Strength and growth come only through continuous effort and struggleNapoleon Hill
The best decision of my life was when I said to him, “I’m keeping the baby, and aborting you.” Well, of cos not aborting his financial responsibility. I have been working on getting child support for the past three years. Hong Kong Family Courts, please work faster.
I am human. I feel upset, frustration, disappointment. Being cut out of his life while being pregnant with his child wasn’t easy. What made things worse was being wrongfully accused of defaming him as the father of my child.
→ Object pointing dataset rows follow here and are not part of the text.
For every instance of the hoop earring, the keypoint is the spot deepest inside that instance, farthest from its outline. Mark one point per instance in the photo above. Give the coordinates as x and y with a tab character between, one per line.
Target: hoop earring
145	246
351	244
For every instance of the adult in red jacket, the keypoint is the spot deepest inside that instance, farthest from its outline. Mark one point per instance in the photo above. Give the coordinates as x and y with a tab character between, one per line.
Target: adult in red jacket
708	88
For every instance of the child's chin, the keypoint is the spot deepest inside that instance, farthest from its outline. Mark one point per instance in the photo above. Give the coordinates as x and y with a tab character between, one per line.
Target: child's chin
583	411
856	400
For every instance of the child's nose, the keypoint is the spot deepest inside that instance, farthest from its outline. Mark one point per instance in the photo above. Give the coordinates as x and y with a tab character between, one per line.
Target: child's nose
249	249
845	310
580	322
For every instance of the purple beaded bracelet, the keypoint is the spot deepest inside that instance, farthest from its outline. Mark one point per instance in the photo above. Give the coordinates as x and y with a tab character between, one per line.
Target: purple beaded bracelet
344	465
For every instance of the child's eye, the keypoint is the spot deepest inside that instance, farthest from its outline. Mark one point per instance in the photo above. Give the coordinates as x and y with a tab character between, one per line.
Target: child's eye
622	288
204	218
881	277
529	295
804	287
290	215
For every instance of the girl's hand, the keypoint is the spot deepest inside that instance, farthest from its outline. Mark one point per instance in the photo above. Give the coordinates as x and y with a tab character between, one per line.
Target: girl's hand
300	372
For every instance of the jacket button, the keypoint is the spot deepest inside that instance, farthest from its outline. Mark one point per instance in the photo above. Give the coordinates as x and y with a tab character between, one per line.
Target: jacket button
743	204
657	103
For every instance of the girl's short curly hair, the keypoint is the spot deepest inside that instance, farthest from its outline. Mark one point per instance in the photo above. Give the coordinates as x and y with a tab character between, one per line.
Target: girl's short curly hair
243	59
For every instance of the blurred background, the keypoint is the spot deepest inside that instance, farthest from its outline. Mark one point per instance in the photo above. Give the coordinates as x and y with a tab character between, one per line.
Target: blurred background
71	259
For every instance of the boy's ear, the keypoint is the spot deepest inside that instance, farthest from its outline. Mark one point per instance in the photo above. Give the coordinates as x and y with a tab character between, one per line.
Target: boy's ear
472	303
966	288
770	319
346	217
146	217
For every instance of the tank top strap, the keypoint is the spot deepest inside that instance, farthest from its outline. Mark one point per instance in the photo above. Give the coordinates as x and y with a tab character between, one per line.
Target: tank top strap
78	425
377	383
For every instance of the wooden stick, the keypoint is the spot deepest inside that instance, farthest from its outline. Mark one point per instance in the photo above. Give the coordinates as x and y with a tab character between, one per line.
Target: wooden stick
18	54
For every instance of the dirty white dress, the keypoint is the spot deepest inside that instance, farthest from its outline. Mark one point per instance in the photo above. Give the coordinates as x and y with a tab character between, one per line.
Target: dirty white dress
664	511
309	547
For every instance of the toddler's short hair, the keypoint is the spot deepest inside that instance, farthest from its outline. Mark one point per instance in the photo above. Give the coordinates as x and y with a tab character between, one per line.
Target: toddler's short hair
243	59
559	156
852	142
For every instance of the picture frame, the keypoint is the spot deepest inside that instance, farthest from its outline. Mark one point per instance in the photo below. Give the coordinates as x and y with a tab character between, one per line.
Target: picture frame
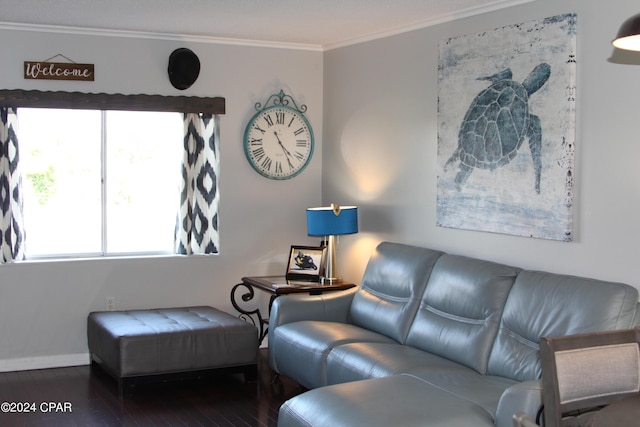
306	263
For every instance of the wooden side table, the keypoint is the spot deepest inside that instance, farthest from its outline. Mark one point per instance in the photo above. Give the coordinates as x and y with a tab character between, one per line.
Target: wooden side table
276	286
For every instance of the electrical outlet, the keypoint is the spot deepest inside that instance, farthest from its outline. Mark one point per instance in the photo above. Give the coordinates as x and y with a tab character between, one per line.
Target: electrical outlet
110	303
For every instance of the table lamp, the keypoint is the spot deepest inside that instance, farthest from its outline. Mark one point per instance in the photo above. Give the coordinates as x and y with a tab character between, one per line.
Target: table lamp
330	222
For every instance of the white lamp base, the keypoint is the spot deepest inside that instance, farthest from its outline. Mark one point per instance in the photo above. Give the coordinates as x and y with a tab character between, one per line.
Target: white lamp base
331	268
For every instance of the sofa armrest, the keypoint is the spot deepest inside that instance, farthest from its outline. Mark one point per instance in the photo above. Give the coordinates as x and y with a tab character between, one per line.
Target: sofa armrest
328	307
523	397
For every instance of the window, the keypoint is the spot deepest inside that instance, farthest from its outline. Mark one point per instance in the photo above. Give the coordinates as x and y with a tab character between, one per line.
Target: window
99	182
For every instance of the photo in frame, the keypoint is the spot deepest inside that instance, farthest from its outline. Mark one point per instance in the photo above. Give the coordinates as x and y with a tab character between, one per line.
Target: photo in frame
306	263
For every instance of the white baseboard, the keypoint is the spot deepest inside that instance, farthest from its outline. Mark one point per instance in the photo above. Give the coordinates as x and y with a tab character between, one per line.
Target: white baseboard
44	362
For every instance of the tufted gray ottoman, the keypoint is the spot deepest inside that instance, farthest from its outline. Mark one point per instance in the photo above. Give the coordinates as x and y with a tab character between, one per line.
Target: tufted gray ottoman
136	343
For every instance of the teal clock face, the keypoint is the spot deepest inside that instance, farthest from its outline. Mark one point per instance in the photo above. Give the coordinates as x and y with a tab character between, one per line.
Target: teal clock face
278	142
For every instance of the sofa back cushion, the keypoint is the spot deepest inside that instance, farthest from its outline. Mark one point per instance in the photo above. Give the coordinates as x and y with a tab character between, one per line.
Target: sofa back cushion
460	310
391	288
547	305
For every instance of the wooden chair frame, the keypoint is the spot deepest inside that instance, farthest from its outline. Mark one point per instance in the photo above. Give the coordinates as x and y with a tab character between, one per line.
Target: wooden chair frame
554	408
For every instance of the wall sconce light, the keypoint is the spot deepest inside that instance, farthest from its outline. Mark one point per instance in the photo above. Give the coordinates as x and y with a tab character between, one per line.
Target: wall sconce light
628	37
330	222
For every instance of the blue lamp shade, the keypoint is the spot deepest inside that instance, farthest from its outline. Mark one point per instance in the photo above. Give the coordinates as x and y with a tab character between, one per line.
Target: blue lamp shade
332	221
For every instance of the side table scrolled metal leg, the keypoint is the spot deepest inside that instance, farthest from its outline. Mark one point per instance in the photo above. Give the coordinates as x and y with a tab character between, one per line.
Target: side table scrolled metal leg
254	316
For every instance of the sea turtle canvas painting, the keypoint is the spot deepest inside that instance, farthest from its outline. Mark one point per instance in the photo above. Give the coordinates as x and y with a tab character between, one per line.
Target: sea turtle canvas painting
506	130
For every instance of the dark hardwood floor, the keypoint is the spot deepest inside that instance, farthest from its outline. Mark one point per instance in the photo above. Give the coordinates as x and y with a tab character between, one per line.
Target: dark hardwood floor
87	396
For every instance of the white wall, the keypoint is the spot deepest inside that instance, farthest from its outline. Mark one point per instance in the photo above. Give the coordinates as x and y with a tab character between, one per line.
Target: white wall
44	305
380	149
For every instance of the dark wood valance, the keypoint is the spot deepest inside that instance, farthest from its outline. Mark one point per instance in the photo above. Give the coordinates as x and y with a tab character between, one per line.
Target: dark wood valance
103	101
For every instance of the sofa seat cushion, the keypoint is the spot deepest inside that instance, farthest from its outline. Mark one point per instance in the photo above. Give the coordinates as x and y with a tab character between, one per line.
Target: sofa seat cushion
484	391
304	346
359	361
400	400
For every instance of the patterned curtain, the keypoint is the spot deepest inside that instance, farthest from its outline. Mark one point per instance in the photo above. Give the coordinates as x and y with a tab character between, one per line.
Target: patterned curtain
197	223
12	234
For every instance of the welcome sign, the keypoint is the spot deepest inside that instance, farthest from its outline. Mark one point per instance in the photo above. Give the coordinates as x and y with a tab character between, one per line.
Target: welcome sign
42	70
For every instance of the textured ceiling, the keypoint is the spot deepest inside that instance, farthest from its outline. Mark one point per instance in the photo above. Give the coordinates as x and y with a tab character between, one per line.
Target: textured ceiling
320	23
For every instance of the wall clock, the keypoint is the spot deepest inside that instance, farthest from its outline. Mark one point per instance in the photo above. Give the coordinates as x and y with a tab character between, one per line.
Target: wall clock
278	140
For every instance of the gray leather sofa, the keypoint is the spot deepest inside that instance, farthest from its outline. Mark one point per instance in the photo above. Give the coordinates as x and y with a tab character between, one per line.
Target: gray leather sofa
432	339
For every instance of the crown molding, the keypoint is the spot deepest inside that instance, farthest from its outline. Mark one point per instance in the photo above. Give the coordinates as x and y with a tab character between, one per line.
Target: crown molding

Having a legal paternity test after childbirth doesn’t change anything either. A protection order was granted to him when I was 5 months post-birth. I did not fight back, I couldn’t. I was sleep-deprived, breastfeeding, and exhausted from the demands of a young infant. I felt wronged.
Hearing the cries of my young infant, I had visions of throwing him out of the window. Yes, this is what postpartum anxiety and depression do to women. Does that mean I was dangerous and unfit to be his mum? Very much yes, if I didn’t seek help, pronto.
I feel much better now. I no longer have those horrible visions of that window. Instead, I toss him up high in the sky to hear his excited giggles.
With the love and understanding of my partner(s) and son, I delve into the realm of the unknown, crossing over my comfort zone countless times to grow mentally, physically, emotionally, and spiritually in the new year and beyond.